I just found out a few days ago.
This person wasn’t a friend, more of an acquaintance. I think we all have them. Someone you’ve known for years, and you see each other by accident every few months or so, and you always stop for a chat and a quick catch up.
So, this person, this lovely, smiley, warm human being with a young family and many friends and everything to live for.
They took their own life.
I’ve been thinking about this person a lot this week.
I’ve done all the usual stuff. I’ve worked, and I’ve read books and watched some TV, I’ve laughed and spent time with family. A normal week.
A good week.
And I can’t stop thinking about this person.
And the family left behind.
I know what it’s like to reach that point where thinking about taking your own life becomes normal.
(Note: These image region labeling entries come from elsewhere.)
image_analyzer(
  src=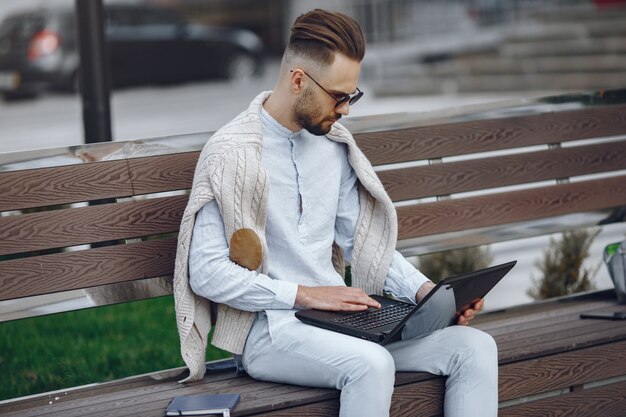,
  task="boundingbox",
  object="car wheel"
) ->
[2,91,37,102]
[226,53,256,81]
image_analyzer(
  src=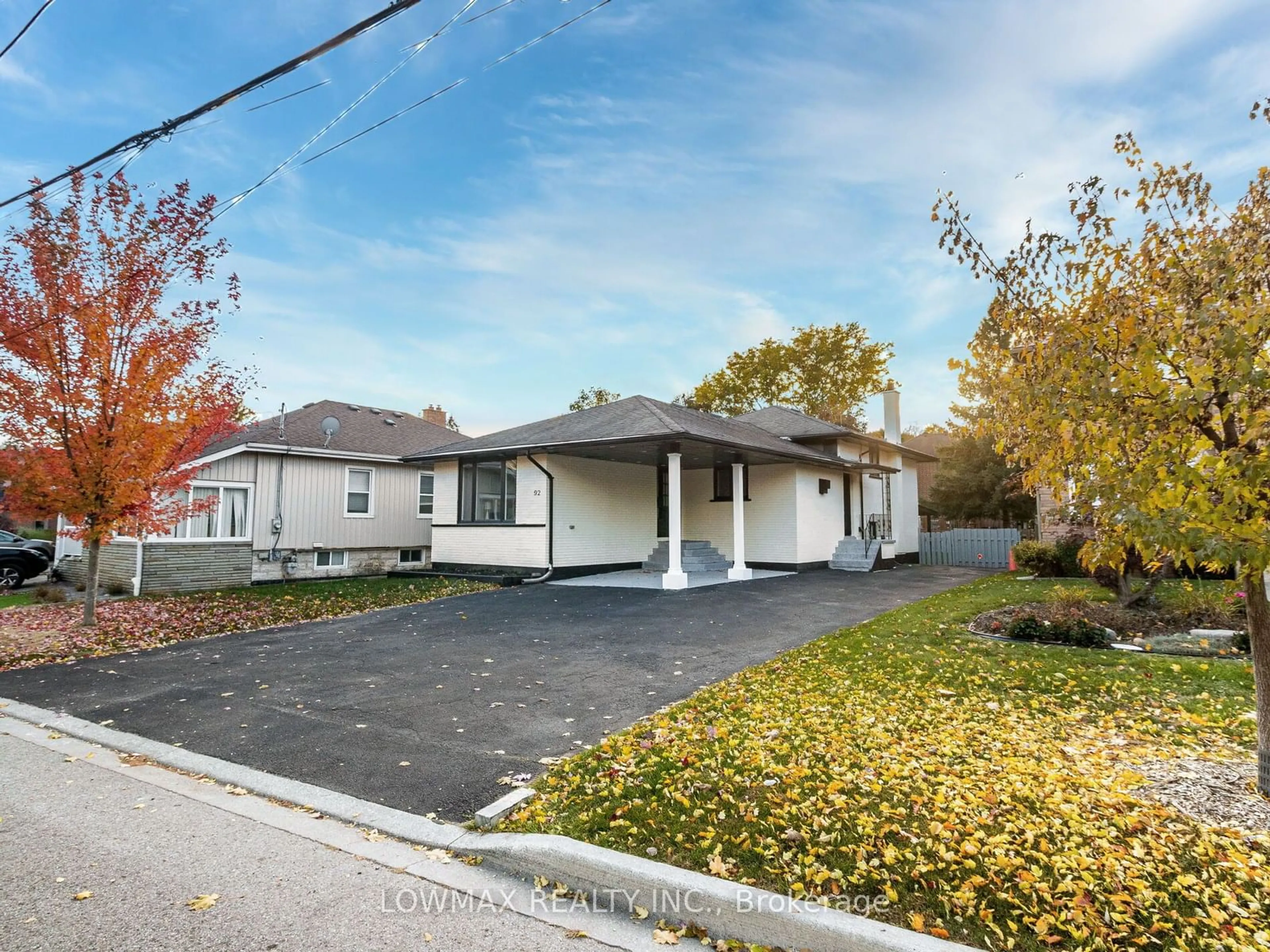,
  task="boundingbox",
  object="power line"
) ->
[244,79,330,113]
[213,0,476,219]
[0,0,420,208]
[213,0,612,221]
[0,0,53,57]
[462,0,520,27]
[485,0,614,70]
[300,76,467,165]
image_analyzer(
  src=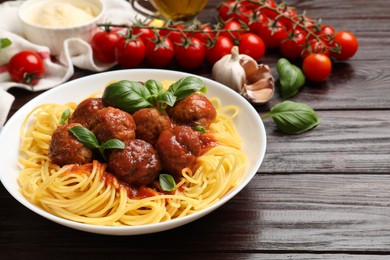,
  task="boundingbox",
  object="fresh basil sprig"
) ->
[69,125,125,160]
[158,173,176,191]
[60,108,70,125]
[102,76,206,113]
[261,101,320,134]
[276,58,305,99]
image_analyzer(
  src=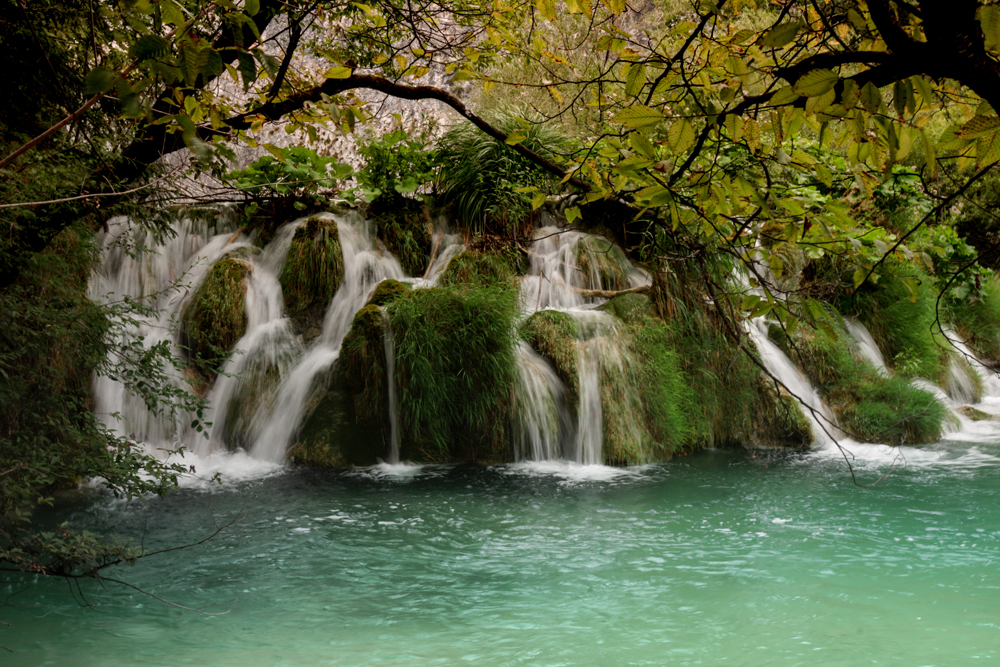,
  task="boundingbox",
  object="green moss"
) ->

Becomes a logical choice.
I’ve been well for many years now, so I don’t consider that to be an option any more. I don’t need it to be an option. And I can see it for what it is: broken logic, a way of thinking and reasoning that the brain is presenting as truthful and correct.
Death is the only option.
The world will be a better place without you.
This will end your endless pain.
And you won’t be a burden to anyone anymore.
And if you don’t do it, you’re a coward.
But the mind, and emotions, they are tricksters. They can lie to us. And we can get help, learn how to manage our thought processes, how to manage our emotions, see life from a different perspective.
I wish my friend had known this.
My heart breaks for this person. And the family.
This is all I can tell you this week.
Except, be kind and generous to each other.